Spanien stürmt ins bronzen-duell: karate-team kämpft in frankfurt um medaillen-rekord
Die spanischen Kata-Teams schrammten haarscharf am Finale vorbei – jetzt greifen sie nach dem nächsten Edelmetall. Am Sonntag verwandelt sich der Frankfurter Messe-Floor in eine Schicksals-Arena: Drei Bronzekämpfe, eine Gold-Chance, ein Kontingent, das die Delegación de oro vor Jahresfrist in Armenien kaum für möglich gehalten hätte.
Die männer revanchieren sich gegen polen
Raúl Martín, Iván Martín, Alejandro Galán und Antonio Lozano fegten zunächst Ungarn mit 7:0 und Montenegro mit 6:1 vom Tatami. Im Halbfinale schlug Turkiye zurück – 3:4, ein Punkt, der zwischen Triumph und Trauer schwankte. Nun warten die Polen. Wer das Match live im Stream verfolgt, wird sehen, ob die Vier den Schwung der Vorrunde wiederfinden oder ob die Niederlage gegen die Türken noch in den Gliedern nagt.
Bei den Frauen lief es ähnlich dramatisch. Carla Guardeño, Irene Yao und Paola García – letztere steht bereits in der Einzel-Finale – zerlegten Turkiye 6:1 mit der Kata „Papuren“. Gegen Italien setzten alle auf „Chatanyara Kushanku“, doch die Jury tippte 5:2 für die Transalpinen. Jetzt heißt der Gegner Montenegro, ein Match, das Spanien vor zwölf Monaten noch locker gewann. Die Geschichte droht sich zu wiederholen – oder zu wenden.

Kumite-kracher: nieto trifft auf europameisterin
Isabel Nieto (-68 kg) ist die letzte Hoffnung im Vollkontakt. Die Madrilenin traf sich in der Vorrunde bereits auf die amtierende Champion Ema Sgardelli und verlor knapp. Weil die Kroatin das Finale erreichte, rutschte Nieto durch die Repêchage zurück ins Bronzegeschäft. Am Nachmittag tritt sie gegen eine unbekannte Kontrahentin an – ein Neuanfang, der nur drei Minuten dauern kann.
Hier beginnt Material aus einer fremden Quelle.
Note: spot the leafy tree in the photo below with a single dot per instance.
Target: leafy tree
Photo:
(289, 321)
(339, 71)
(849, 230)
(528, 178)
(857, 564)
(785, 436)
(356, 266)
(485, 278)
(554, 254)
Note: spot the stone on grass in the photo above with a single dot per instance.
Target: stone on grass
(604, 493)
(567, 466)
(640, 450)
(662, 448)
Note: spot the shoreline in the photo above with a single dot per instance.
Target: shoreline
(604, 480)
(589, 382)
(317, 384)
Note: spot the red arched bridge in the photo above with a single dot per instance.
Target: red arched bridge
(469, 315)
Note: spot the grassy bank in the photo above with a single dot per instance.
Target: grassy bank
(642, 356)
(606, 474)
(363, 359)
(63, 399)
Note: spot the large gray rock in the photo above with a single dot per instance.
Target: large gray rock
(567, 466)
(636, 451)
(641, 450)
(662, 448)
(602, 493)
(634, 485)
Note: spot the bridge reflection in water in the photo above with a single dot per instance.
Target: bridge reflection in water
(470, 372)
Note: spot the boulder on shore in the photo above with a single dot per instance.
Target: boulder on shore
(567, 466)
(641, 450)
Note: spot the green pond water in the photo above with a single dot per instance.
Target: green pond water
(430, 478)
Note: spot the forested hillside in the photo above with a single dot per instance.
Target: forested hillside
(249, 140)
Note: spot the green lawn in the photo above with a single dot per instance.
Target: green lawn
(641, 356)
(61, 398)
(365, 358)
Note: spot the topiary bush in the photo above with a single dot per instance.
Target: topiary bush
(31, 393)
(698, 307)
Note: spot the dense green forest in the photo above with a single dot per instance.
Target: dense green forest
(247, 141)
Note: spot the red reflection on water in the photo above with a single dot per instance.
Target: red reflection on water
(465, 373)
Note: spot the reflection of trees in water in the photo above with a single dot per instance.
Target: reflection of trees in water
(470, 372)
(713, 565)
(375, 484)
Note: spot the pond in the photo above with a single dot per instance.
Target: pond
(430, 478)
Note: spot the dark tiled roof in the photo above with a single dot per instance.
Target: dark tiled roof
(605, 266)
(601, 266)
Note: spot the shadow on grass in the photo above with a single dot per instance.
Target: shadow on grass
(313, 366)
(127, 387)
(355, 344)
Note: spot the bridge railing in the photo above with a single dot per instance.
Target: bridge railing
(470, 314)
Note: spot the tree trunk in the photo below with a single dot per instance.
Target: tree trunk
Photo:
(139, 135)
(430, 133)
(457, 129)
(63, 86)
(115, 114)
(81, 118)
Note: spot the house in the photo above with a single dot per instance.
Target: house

Zuvor hatten Mireia Vizuete (-50 kg) und Unai Chica (-60 kg) dieselbe Schiene bis zur Repêchage genagelt, doch dort endete der Traum mit einem K.o. gegen Patricia Nastas bzw. Nedim Shaquiri. Ruth Lorenzo verlor 0:1 gegen Nejra Sipovic, die später in Rom Premieren-Gold holte – ein Trost, der kaum schmeckt.

Live-timer läuft: neue hoffnung im team-kumite
Während die Kata-Athleten noch auf die Matte warten, starteten die Kumite-Teams gerade in die ersten Ausscheidungen. Spanien meldet sowohl bei den Männern als auch bei den Frauen komplette Formationen an. Die Staffel gilt als Geheimfavorit: schnelle Beine, enge Deckung, ein Trainerstab, der Daten bis ins Detail analysiert. Wer jetzt einsteigt, sieht vielleicht den nächsten Medaillen-Moment live – bevor die sozialen Kanäle ihn zerreißen.
Die Bilanz nach zwei Wettkampftagen: zwei gesicherte Bronzekämpfe, eine Gold-Chance, vier knapp verpasste Podeste. Die Delegación reist nicht mit leeren Händen nach Hause – sie reist mit offenen Rechnungen. Und mit dem Wissen, dass in Frankfurt nicht nur Metall zählt, sondern auch Ranglistenpunkte für Paris 2028. Wer heute trifft, baut sich ein Fundament für Olympia. Wer verliert, beginnt von null – mit dem Adrenalinstoß, der Spaniens Karate seit jeher antreibt.